The ceiling fan is rattling faintly.
The cat is rubbing against my leg.
“Yeah, I started driving that car at sixteen. But I could never start that dumb engine, was too tricky to crank. Needed someone to do it for me.”
Mary’s face is overcome by an immediate smile.
“Heavens, it was quite a car, sometimes I’d get all my girlfriends together, six or seven of us, and we’d pile into that Ford, and I’d try to get the finicky engine started.
“Sometimes we’d try to start it by putting it in neutral and pushing it down the hill behind Mother and Daddy’s house. But it still wouldn’t crank. So all us girls would be coasting downhill, doors open, screaming, like we were about to wreck.

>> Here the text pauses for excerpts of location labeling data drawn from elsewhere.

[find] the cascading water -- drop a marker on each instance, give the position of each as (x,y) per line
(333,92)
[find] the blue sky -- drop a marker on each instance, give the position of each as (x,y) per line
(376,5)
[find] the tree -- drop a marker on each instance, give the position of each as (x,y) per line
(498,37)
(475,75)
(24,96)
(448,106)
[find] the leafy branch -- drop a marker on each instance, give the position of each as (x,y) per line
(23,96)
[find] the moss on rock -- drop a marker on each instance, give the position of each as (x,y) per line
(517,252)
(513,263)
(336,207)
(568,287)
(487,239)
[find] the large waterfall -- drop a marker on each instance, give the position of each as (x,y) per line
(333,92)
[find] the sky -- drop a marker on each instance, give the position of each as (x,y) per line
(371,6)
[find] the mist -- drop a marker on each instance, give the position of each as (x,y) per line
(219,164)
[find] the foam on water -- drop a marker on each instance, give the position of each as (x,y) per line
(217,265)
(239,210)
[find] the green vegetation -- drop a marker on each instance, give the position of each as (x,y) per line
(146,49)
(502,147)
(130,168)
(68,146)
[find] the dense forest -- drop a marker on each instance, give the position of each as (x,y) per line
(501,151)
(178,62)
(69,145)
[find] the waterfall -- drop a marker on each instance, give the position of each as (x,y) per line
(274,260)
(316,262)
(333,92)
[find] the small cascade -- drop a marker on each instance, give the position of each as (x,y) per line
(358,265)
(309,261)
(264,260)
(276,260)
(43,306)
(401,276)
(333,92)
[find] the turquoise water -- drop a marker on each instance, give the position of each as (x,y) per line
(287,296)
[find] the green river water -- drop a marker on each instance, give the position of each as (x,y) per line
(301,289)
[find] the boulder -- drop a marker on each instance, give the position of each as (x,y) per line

“My mother would find us at the bottom of the hill, stuck in that stupid car. She’d be so aggravated with us for acting so silly.”
The drone of a distant lawnmower.
The sound of a cat digging a preliminary hole in a litter box.
The sound of a cat filling this hole.
I notice Mary is staring into the middle distance. It’s almost as though her mind is weaving through another era. Her eyes are bright. She is grinning.
“Oh, I was so young. So very young. When I left Brewton for Huntingdon College, about ten of us girls said goodbye to our parents and piled into that old car and rode Highway Thirty-One all the way to Montgomery.
“That same day, we drove past a chain gang working on the side of the highway. We saw guards standing watch over the workers, holding shotguns, it was somewhere near Greenville. And all the young laborers were swinging pickaxes, wearing stripes.
“‘A chain gang!’ yelled one of my girlfriends. ‘Slow down!’
“So I slowed the car down. Then all my girlfriends started digging around in our pocketbooks.”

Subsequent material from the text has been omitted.